Niš exists because Constantine the Great was born here—and because the Morava valley has funneled armies and traders through this exact spot for three millennia. The Romans called it Naissus; they built the Via Militaris through it, the highway linking Rome to Constantinople. When Constantine emerged from these hills to become emperor, he put his birthplace on the map. Eighteen centuries later, the city's airport still bears his name.
The 20th century brought industrial ambition. Between 1960 and 1990, corporations like Electronic Industry Niš, Tobacco Industry Niš, and Mechanical Industry Niš made the city a manufacturing powerhouse—by 1981, per-capita GDP exceeded the Yugoslav average by 10%. Then came collapse: economic crisis in 1993, NATO bombing in 1999, output halved by 2000. The factories that once employed tens of thousands became monuments to Yugoslav-era planning.

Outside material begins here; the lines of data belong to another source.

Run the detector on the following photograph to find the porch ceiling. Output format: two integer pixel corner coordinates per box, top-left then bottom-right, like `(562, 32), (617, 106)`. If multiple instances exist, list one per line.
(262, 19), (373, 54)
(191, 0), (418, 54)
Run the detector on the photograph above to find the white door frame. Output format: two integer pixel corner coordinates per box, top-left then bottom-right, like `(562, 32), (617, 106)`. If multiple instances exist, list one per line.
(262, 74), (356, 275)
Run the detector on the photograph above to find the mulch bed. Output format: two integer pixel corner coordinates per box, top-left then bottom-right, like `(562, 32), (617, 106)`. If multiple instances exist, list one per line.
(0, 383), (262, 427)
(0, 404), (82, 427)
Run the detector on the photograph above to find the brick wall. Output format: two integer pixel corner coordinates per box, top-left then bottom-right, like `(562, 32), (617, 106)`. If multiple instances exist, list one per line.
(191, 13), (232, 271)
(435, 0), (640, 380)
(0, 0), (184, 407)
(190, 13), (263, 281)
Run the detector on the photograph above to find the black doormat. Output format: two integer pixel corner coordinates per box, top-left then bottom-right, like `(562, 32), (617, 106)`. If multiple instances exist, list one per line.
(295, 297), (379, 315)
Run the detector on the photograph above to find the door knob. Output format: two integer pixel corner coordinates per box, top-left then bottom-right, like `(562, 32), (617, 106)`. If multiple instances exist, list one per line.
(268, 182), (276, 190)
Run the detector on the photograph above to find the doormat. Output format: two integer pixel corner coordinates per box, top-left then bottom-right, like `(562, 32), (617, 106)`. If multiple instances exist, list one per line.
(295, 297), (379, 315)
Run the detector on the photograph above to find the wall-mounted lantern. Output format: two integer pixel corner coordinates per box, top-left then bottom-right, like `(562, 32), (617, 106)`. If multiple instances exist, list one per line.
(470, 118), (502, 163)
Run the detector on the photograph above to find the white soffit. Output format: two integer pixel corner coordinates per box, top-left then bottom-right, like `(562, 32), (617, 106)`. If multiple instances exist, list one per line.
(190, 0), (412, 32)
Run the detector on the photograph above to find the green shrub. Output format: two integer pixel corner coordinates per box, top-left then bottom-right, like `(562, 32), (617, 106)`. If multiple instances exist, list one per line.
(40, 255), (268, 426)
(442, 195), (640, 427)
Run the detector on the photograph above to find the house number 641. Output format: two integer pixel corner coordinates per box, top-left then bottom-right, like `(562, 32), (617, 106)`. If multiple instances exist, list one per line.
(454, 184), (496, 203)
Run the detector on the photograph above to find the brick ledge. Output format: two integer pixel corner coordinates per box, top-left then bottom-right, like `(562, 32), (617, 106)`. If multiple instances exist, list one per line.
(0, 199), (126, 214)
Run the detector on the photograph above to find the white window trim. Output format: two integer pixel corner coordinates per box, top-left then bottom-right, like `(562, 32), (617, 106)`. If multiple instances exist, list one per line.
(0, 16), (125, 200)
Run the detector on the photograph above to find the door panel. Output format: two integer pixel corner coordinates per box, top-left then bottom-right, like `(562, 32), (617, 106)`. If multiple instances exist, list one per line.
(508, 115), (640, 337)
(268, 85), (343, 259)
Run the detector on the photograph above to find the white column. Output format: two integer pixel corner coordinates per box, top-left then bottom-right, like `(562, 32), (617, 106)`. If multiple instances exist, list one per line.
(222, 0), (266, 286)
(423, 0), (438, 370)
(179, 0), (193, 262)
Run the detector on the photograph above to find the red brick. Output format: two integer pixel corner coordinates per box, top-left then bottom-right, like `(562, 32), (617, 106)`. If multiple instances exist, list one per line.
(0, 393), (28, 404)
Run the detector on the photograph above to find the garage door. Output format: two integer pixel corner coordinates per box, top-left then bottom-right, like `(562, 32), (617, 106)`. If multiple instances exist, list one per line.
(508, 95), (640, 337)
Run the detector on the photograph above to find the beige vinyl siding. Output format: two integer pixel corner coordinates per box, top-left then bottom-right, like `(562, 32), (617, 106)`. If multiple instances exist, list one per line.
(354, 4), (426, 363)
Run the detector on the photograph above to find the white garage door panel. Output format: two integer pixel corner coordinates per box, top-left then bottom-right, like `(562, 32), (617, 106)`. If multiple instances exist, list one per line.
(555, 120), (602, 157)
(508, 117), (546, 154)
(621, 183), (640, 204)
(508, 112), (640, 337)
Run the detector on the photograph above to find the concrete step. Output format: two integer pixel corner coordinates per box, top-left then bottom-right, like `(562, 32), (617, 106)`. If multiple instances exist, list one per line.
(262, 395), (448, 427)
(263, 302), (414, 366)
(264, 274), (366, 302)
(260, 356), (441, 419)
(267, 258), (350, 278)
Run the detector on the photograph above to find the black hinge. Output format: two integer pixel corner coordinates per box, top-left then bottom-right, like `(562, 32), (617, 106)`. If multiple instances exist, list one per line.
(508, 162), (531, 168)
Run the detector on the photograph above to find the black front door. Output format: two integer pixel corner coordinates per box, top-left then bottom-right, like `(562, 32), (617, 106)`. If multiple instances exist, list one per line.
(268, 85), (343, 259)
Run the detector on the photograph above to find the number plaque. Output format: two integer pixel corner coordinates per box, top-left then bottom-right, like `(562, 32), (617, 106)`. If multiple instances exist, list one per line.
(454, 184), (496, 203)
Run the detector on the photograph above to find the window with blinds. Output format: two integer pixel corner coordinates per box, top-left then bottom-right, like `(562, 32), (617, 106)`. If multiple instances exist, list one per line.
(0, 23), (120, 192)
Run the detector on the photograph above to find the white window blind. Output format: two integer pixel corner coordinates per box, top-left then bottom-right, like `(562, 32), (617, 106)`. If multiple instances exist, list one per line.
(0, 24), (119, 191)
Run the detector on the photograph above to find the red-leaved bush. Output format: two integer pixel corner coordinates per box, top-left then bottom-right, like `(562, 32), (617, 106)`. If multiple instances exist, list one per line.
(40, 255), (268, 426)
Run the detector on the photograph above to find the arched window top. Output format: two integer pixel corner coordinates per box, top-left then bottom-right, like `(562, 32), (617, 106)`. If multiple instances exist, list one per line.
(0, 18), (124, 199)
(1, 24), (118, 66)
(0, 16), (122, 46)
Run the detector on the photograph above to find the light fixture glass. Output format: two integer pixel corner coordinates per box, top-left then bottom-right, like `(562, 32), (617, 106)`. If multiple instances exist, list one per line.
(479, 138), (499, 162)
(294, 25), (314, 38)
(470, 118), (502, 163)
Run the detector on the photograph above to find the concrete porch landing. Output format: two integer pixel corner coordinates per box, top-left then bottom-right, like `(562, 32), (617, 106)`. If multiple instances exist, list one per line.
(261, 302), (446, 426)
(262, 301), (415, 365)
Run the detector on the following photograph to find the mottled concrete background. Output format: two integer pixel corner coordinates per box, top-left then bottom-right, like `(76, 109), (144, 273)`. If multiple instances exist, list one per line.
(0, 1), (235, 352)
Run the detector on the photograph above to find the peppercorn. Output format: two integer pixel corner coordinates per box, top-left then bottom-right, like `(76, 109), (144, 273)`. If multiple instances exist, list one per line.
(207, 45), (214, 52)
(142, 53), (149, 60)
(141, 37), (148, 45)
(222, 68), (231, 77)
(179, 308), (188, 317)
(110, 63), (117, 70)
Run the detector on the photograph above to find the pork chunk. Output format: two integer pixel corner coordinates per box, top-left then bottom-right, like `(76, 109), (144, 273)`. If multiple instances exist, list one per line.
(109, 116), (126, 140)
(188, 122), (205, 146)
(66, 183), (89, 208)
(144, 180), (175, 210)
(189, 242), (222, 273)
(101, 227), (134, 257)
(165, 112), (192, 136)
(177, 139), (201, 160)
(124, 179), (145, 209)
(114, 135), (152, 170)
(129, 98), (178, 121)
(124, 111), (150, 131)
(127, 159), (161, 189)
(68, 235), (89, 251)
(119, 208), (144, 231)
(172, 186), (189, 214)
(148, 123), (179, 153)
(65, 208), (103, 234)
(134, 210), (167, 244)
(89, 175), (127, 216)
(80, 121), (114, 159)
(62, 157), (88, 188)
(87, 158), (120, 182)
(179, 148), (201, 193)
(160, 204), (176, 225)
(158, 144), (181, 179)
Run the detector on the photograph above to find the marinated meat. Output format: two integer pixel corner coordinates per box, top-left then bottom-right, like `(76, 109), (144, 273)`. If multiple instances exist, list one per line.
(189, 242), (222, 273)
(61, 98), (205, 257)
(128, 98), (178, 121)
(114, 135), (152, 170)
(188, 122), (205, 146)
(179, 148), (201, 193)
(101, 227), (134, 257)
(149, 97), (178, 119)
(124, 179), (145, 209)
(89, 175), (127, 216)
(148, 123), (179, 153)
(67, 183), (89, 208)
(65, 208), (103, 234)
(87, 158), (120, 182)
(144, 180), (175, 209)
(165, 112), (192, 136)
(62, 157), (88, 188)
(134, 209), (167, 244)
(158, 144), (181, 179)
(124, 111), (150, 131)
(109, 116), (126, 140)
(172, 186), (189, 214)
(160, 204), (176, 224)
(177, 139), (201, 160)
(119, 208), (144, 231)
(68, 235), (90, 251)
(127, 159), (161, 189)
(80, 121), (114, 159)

Today Niš rebuilds differently. One of Serbia's 14 free economic zones anchors a shift toward tech and services, leveraging the same geographic centrality that made it Rome's crossroads. The electronics and textile industries persist, now competing with Belgrade and Novi Sad as a regional tech hub. By 2026, the city's challenge is familiar to post-industrial centers everywhere: whether historical advantage—the same corridor logic that created Constantine's empire—can translate into a knowledge economy, or whether the factories' ghosts will linger indefinitely.